As value investors, how do you do a valuation analysis on a company whose assets are not physical?

Browne: Most companies are not valued on assets, but on income streams. Pharmaceuticals, for example, are an income stream valuation. It’s what people are buying. People buy the products, thus you have generated income. We try to come up with absolute anchors as opposed to relative anchors. We look at a business and say ‘What do people pay for that kind of business?’ We look at comparables. You have to look at what people have paid. A lot of what you have to do is value income streams.

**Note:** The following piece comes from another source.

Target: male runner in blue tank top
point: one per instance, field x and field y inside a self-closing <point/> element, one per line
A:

Shrager: People don’t buy pharmaceutical companies for their factories in Puerto Rico. In the case of pharmaceuticals, because of patents you have a higher predictability of deriving a stream of income from that product. In the case of high tech, its not that they are not innovative or that they don’t produce patents, but those patents can be easily circumvented. You don’t need to do a clinical trial for nine years like with pharmaceuticals to prove that your drug works well, therefore make your patent very valuable. With tech, you put it on the market, someone reverse engineers it, has another patent, a venture capitalist gives them $100 million, and you have the competing product. It’s the uniqueness of the pharmaceutical model that allows it to use its intellectual property in a way that’s very profitable.

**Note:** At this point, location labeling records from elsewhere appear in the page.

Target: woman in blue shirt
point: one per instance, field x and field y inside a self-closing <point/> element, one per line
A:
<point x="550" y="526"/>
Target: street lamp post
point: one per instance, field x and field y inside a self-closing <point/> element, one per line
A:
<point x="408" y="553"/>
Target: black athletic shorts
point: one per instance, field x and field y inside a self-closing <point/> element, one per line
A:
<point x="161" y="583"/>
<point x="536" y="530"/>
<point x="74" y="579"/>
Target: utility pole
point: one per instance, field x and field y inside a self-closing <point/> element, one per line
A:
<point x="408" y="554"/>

Wyckoff: The earnings stream in technology, over a long period of time, just doesn’t have the predictive character that the earnings stream [of] a pharmaceutical business has. A new technology can become obsolete or get leapfrogged very quickly. By the time you have an indication that the technology may be sustainable, the price of entry is extremely high. Technology is tough for value people.

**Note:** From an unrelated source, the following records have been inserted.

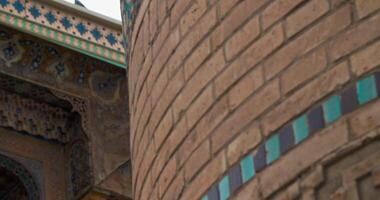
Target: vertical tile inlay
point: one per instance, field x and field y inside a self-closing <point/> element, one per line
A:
<point x="247" y="168"/>
<point x="301" y="129"/>
<point x="260" y="159"/>
<point x="366" y="89"/>
<point x="272" y="147"/>
<point x="331" y="109"/>
<point x="213" y="194"/>
<point x="235" y="178"/>
<point x="349" y="100"/>
<point x="224" y="189"/>
<point x="286" y="138"/>
<point x="315" y="119"/>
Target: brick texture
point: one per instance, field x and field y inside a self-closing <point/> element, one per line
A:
<point x="211" y="80"/>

What kind of approach do you take in picking stocks?

Shrager: The process starts with screening. One of the reasons we got involved with international investing is because in the early 1990′s the ability to screen internationally became available. By inputting our criteria, we are able to look at price/earnings ratios, price/book ratios, and price to cash flow. We make sure we don’t buy cyclical companies at peak earnings by having a history of operating performance. The screen is a basis for likely candidates. Once it’s narrowed down, we include candidates in an [old-fashioned] Rolodex. The Rolodex is sort of a memo containing 40 or 50 financial points [that] is presented to the partners. One of the partners may have done the Rolodex. Everyone works equally here. The partners look at the Rolodex, a judgment is set, and the stock will either be approved or rejected.

Browne: The results of what we do are to a great extent the outcome of implementing a process, as opposed to any one particular individual’s insights. We’ve got a framework and it’s something you can sit down and learn and hopefully over time you get better.